My /etc/hosts on the host server looks like this:-

192.168.10.100 8080-kamal.home.lab
192.168.10.100 3000-kamal.home.lab
10.201.33.17 kamal.lab

192.168.10.100 is the host IP address and 10.201.33.17 is the lxc container instance. LXC is configured with bridge networking so the container instances looks like another host in the network. That solve the networking inside the server. But how to access them from my laptop?

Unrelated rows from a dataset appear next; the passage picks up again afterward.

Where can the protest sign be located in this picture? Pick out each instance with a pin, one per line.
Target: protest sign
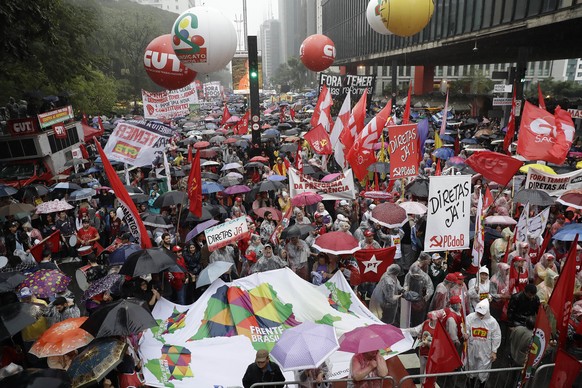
(404, 150)
(137, 142)
(340, 188)
(226, 233)
(449, 210)
(555, 185)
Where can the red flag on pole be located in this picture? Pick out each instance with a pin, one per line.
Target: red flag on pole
(195, 187)
(374, 262)
(130, 213)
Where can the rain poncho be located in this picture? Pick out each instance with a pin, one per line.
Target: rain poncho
(484, 339)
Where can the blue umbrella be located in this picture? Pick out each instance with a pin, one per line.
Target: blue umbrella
(568, 232)
(211, 187)
(443, 153)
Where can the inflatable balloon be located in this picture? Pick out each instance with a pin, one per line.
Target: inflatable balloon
(204, 40)
(317, 52)
(164, 67)
(406, 17)
(375, 19)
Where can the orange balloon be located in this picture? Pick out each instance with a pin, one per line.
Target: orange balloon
(317, 52)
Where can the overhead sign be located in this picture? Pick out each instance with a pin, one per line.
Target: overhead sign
(55, 116)
(449, 211)
(226, 233)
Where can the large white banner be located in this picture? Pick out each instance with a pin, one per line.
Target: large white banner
(449, 210)
(137, 142)
(211, 342)
(169, 103)
(340, 188)
(554, 185)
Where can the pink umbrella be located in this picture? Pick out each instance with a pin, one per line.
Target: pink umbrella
(306, 198)
(337, 243)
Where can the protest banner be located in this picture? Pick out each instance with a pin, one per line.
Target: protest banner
(404, 150)
(226, 233)
(340, 188)
(555, 185)
(448, 216)
(138, 142)
(168, 104)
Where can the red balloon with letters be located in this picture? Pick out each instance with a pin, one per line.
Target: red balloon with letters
(317, 52)
(164, 67)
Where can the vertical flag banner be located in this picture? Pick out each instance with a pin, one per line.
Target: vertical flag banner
(448, 216)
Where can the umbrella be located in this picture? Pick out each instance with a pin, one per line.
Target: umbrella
(568, 232)
(414, 207)
(15, 208)
(389, 215)
(80, 195)
(370, 338)
(500, 220)
(118, 256)
(200, 228)
(61, 338)
(99, 286)
(96, 361)
(305, 346)
(572, 198)
(534, 197)
(537, 166)
(237, 189)
(15, 317)
(120, 318)
(277, 215)
(297, 230)
(45, 283)
(171, 198)
(306, 198)
(146, 261)
(53, 206)
(212, 272)
(337, 243)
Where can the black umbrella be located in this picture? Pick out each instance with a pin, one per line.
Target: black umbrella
(146, 261)
(171, 198)
(119, 318)
(15, 317)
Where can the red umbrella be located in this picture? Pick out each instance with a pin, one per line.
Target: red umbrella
(370, 338)
(306, 198)
(337, 243)
(389, 215)
(277, 215)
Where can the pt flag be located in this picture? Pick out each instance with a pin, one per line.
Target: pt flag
(130, 213)
(195, 187)
(319, 141)
(373, 263)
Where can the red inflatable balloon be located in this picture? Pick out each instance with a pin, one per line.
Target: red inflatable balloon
(164, 67)
(317, 52)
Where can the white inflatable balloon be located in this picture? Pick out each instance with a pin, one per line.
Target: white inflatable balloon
(204, 39)
(374, 18)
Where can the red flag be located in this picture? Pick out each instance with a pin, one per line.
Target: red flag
(322, 111)
(561, 299)
(541, 101)
(442, 356)
(494, 166)
(510, 134)
(195, 187)
(52, 242)
(566, 370)
(319, 141)
(130, 213)
(406, 115)
(543, 136)
(374, 262)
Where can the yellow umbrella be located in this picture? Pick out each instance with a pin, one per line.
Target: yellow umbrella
(537, 166)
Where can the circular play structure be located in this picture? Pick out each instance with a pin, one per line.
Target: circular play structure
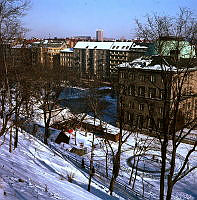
(151, 163)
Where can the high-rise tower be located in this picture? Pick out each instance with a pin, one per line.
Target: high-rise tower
(99, 35)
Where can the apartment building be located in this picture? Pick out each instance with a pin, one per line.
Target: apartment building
(66, 57)
(100, 58)
(47, 52)
(92, 59)
(141, 89)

This is where ZeroTrust or Tailscale would help but for now I'll just use SSH socks proxy. From my laptop I would do the following:-

ssh server-ip -D 5555

That would create a socks tunnel from my laptop to the server. The next step is to configure my browser (firefox) under the networking settings. Pick Manual proxy configuration and specify SOCKS host 127.0.0.1 and port number 5555. Next is the most important - tick Proxy DNS when using SOCKS v5. This will force Firefox to make dns request through the socks tunnel as well.

DNS Resolving

Our browser already making dns query to our server so we need to something to answer the query, or in other words run a DNS server. Fortunately systemd comes with systemd-resolvd, a lightweight dns server. And by default it will look into /etc/hosts that we enter our records above. Perfect! Just make sure resolvd is running and we're done.

SSL Setup

At this point we can already access any tcp ports inside our lxc instance from our browser but only with plain http. Many apps these days that use websocket will require the connection to be in https, including code-server. Remember our url should be like this:-

https://3000-kamal.home.lab/

We will just use self-signed certificate for this. I'll skip how to generate them as there are plenty of tutorials you can find on now to generate self-signed cert. What's important is for you to add the cert to your browser's certificate list otherwise you'll get the infamous certificate warning.

Installing code-server

First we need to get into our lxc instance. We can use this command:-

lxc exec --user 1000 --group 1000 --env HOME=/home/ubuntu/ -- /bin/bash --login

It's quite long and fortunately lxc provides alias command so we can create alias such as login, that allow us to use shorter command to get into our instance:-

lxc login container-name

For installing coder, just follow the instructions to use the install script. Take notes here, there are 2 projects - Coder and code-server which is part of Coder. Coder is complete development environment similar to Gitpod or Github Codespaces. But we only want code-server here so make sure to install the correct app.

Another notes, you might see instruction to run command such as:-

sudo systemctl enable code-server@$USER

and run into errors. That's because $USER environment variable is not set, so we need to fix command to login above or just use the actual user name. We almost done now. Accessing Github to clone our git repos can be done from code-server itself.